El legado de Bernie Sanders
Para entender a Mamdani hay que entender a Bernie Sanders. Él mismo reconoce que entró en política después de la campaña presidencial de Sanders en 2016. Aquel movimiento demostró que había millones de personas dispuestas a apoyar una agenda socialista democrática en Estados Unidos. Mamdani recoge esa antorcha y la lleva al terreno municipal.
Lo que Sanders hizo con la sanidad pública o la educación universitaria, Mamdani lo intenta con la vivienda y el transporte. Es el mismo impulso, pero aplicado a la escala urbana. Y cuenta con el apoyo de figuras clave del ala izquierda demócrata, como Alexandria Ocasio-Cortez e Ilhan Omar, que ven en él un proyecto capaz de hacer tangible lo que a menudo queda en grandes discursos nacionales.
La diferencia, sin embargo, es que Mamdani puede ponerlo en práctica en una ciudad de ocho millones de habitantes. Si logra gobernar Nueva York, demostrará que el socialismo democrático no es solo un lema electoral, sino una política viable en la capital financiera del mundo.
Elecciones y encuestas
Las elecciones a la alcaldía de Nueva York se celebrarán el 4 de noviembre de 2025. A estas alturas, todas las encuestas publicadas lo sitúan en cabeza, con una ventaja clara sobre el candidato republicano. Los sondeos le dan entre un 55 y un 60% de intención de voto, una distancia suficiente para consolidarlo como el favorito indiscutible. La pregunta que flota no es si ganará, sino con qué margen y hasta qué punto podrá mantener intacta su agenda al llegar a la alcaldía.
Por supuesto, su agenda choca con enormes resistencias.

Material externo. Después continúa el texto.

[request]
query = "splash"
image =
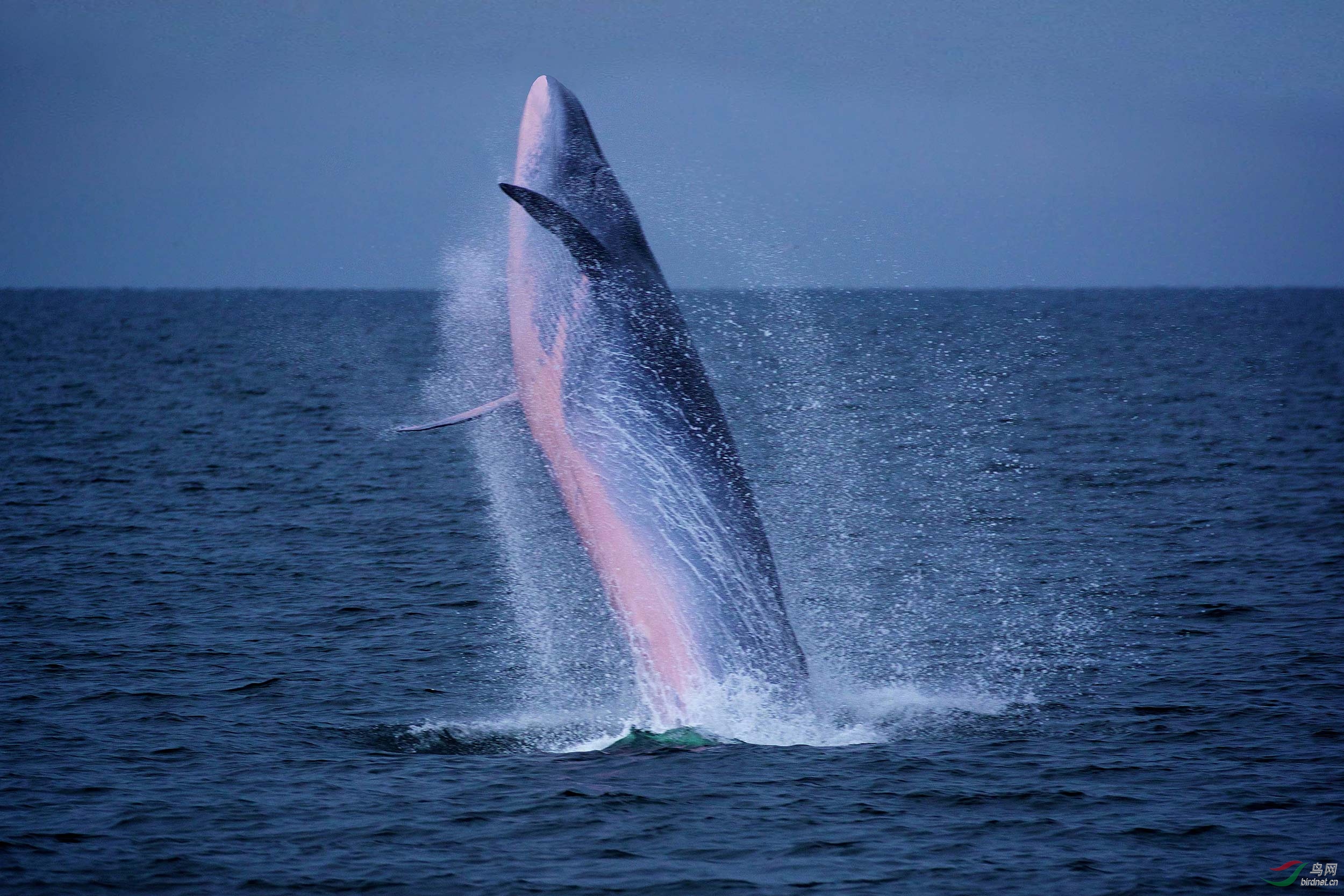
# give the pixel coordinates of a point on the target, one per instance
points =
(910, 615)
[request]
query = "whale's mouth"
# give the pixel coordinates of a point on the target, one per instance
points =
(863, 718)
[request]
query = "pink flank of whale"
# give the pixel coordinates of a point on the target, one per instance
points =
(644, 596)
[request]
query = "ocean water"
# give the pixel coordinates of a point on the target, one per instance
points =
(1068, 567)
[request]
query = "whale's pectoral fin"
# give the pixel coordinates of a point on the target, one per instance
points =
(588, 250)
(463, 417)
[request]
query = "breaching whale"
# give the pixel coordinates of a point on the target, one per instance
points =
(638, 445)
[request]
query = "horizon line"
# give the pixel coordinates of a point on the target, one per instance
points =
(684, 289)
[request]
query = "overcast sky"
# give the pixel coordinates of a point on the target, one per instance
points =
(851, 144)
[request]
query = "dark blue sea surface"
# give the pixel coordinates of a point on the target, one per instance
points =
(1068, 566)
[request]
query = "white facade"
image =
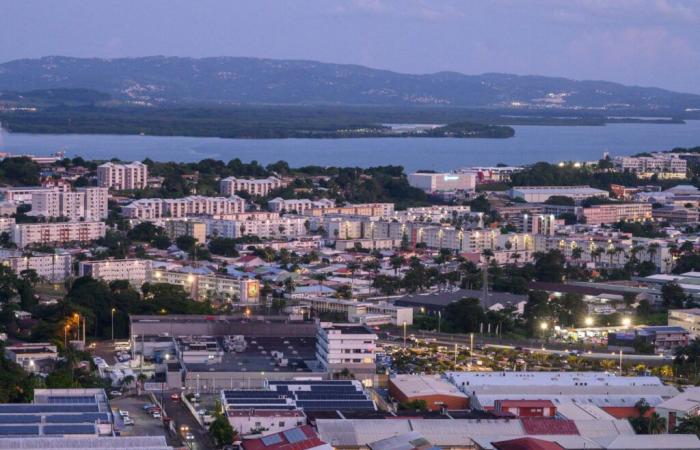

Los lobbies inmobiliarios, el sector financiero y buena parte de la prensa conservadora ya lo etiquetan como “extremista”. También tendrá que negociar con un estado —el de Nueva York— que a menudo limita el margen de acción de la alcaldía en materia fiscal y legislativa. Y no será fácil mantener la confianza de su base electoral si los cambios no llegan con rapidez. Su apuesta por reformar la policía y reducir el papel represivo de las instituciones penitenciarias puede chocar con sectores que exigen mano dura ante el aumento de ciertos delitos, en un clima marcado por el creciente autoritarismo de Donald Trump. Sea como sea, Mamdani, por ahora, no solo no se ha echado atrás, sino que ha desafiado al presidente a un debate público. Veremos si con el tiempo se convierte en una alternativa real no solamente para Nueva York, sino para todo el país.